Boring and uneventful
Not usually how we want you to think about the Brightspace platform, but when it comes to availability, especially during your busiest seasons, this is how we want you to describe your experience with us! We aim to consistently demonstrate that we can support you and your learners so that the availability and performance of your LMS is not something that occupies your time or keeps you up at night.
Pulling back the curtain… a little
While we cannot disclose all our secrets, we can share that we make use of AWS auto-scaling technologies, allowing us to quickly provision additional resources when we notice increased usage. We have also designed our systems to be redundant and resilient so that when unexpected and unpredictable computer failures occur, we can continue to provide a seamless experience to your users with immediate failovers to healthy resources.

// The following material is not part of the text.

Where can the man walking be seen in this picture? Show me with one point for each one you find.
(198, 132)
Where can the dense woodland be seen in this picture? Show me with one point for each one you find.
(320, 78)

The CORE team is also constantly monitoring and reviewing alerts to validate that our systems are scaling appropriately. If needed, we can perform adjustments to ensure that Brightspace continues to operate optimally.
While auto-scaling and good architectural design are good foundation, when unexpected issues arise, our CORE team is ready to respond 24/7 and will work with the required teams until the issue is resolved, keeping you and your users informed throughout via the D2L Status Page.
We have also been on a journey to standardize the observability and monitoring across all of the infrastructure and services that D2L provides to provide a consistent level of excellence across anything that D2L builds.
There are more improvements on their way in the coming months to ensure we can respond even faster to changes in your usage patterns, providing your system with smooth operations. These improvements will push our availability from excellent to incredible and make our system availability even more boring and uneventful. This means the educators, learners, and administrators using the Brightspace platform can focus on what really matters: teaching and learning.